Once the connections are severed, you should release any dormant nodes you instantiated. This includes not only nodes instantiated using InstantiateDormantNode(), but also default nodes (those obtained using functions like GetAudioInput() and GetVideoOutput), for example):

roster->ReleaseNode(codecNode);
   roster->ReleaseNode(mediaFileNode);
   roster->ReleaseNode(videoNode);
   roster->ReleaseNode(audioNode);

If you want to play audio, you may find it much easier to use the BSound and BSoundPlayer classes to do so. As of R4.5, there are no Be-provided nodes for producing audio from a disk file.

Detecting When Playback Is Complete

There isn’t a Media Kit function that can directly tell you whether or not the media has reached the end of the data during playback. However, the following easy-to-implement code can do the job for you:

bigtime_t currentTime;
bool isPlaying = true;

currentTime = b_timesource->PerformanceTimeFor(BTimeSource::RealTime());
if (currentTime >= startTime+duration) {
   isPlaying = false;
}

This works by obtaining the time source’s performance time and comparing it to the time at which playback of the movie was begun plus the movie’s duration (both of which were saved when we initially set up and began playback of the movie, as seen in the code in the previous section above).

If the current performance time is equal to or greater than the sum of the starting time and the movie’s duration, then playback is finished, and we set isPlaying to false; otherwise, this value remains true.

Using BMediaRoster Functions from Nodes

You can issue BMediaRoster function calls from within your own node, however, as a general rule, you shouldn’t call BMediaRoster functions from within your control thread, or while the control thread is blocked. Many BMediaRoster functions use synchronous turnarounds, and will deadlock in this situation. You should assume, for safety’s sake, that all BMediaRoster functions will deadlock if used in these cases.
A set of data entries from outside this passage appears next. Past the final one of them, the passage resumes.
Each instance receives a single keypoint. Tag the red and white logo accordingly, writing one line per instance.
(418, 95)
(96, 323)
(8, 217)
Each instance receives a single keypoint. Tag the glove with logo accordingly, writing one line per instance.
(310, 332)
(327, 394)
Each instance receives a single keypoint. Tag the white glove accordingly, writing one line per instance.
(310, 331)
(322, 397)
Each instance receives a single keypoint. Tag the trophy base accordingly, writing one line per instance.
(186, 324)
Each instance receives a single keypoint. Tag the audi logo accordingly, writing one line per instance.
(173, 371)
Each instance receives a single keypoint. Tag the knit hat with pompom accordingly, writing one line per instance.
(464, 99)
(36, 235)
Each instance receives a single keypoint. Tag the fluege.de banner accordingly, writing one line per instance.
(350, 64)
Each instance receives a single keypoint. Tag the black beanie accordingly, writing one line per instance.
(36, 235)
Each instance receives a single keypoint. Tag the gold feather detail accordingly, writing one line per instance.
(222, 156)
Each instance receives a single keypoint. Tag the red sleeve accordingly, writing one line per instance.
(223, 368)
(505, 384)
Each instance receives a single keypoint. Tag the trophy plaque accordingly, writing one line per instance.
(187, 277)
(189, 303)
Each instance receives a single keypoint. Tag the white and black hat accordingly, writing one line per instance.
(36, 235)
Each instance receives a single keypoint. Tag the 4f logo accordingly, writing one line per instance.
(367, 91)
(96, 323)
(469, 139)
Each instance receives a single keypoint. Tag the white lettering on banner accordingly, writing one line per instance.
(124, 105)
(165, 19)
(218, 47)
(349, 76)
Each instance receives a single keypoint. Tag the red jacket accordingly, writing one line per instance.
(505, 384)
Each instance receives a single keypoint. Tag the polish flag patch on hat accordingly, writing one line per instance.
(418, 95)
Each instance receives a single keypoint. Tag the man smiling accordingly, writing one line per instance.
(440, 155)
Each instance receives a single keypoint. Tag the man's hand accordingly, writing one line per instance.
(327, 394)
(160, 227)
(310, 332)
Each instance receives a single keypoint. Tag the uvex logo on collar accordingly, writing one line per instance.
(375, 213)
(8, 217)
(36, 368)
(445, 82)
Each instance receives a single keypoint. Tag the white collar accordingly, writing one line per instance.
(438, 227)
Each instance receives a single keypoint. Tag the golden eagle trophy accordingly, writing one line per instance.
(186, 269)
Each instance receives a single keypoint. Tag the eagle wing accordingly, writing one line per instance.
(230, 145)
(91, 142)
For example, if you have an application that’s playing video into a window, and you call StopNode() from the window’s MessageReceived() function, a deadlock would occur if the video player node blocks waiting on the window to be unlocked, and the StopNode() function is keeping the window locked while it waits for the video producer node, which is blocked waiting on the consumer node, and so forth. Deadlock results, and that’s a bad thing.

Instead, you should consider creating a seperate BLooper that manages your nodes. Future versions of the Media Kit will provide convenience classes to do some of this for you.